Bates se mostró evasivo.
– Es sólo un nombre que surgió en el curso de nuestra investigación. ¿Ha escrito algún otro guión policíaco?
– Diablos, no.
– Quizá sea lo más inteligente. Yo, en su lugar, no lo haría, al menos hasta que averigüemos algo más de lo que sabemos.
– ¿Y qué es lo que saben?
Bates lanzó una risita ahogada.
– Confidencialmente, todavía nada. Por cierto, ¿de dónde sacó Dineen ese dobermann? ¿Lo sabe usted? Su mujer dice que lo llevó a su casa desde el estudio, que alguien se lo había regalado cuando era cachorro.
– Habrá sido antes de que yo trabajara en la Radio. Un momento… Pudo haber sido Pete Meyer. Pete tiene un perro de policía…, supongo que es un dobermann. Y es una perra; lo más probable es que ésta haya tenido cría y él se anotara un tanto regalándole un cachorro al jefe.
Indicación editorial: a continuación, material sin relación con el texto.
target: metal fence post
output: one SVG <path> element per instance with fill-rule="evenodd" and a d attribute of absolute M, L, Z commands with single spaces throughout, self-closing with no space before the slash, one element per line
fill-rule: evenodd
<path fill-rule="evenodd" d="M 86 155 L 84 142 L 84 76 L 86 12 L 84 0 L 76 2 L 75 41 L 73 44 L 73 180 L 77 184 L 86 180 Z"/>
– ¿Pete Meyer? Es el héroe de Los millones de Millie, ¿no?
– El mismo. Dale Elkins en la vida real, aunque los de la Radio nunca le llamamos así. Pero lo de Pete es sólo una idea que se me ha ocurrido, pregúntele a alguien que lleve trabajando allí más tiempo, si quiere asegurarse.
– Probaré con la secretaria de Dineen; lleva cuatro años en la emisora y el perro sólo tiene dos. Por cierto, ¿pasará a ser secretaria de Wilkins?
– Ni idea -repuso Tracy-. Oiga, ¿cómo está el perro?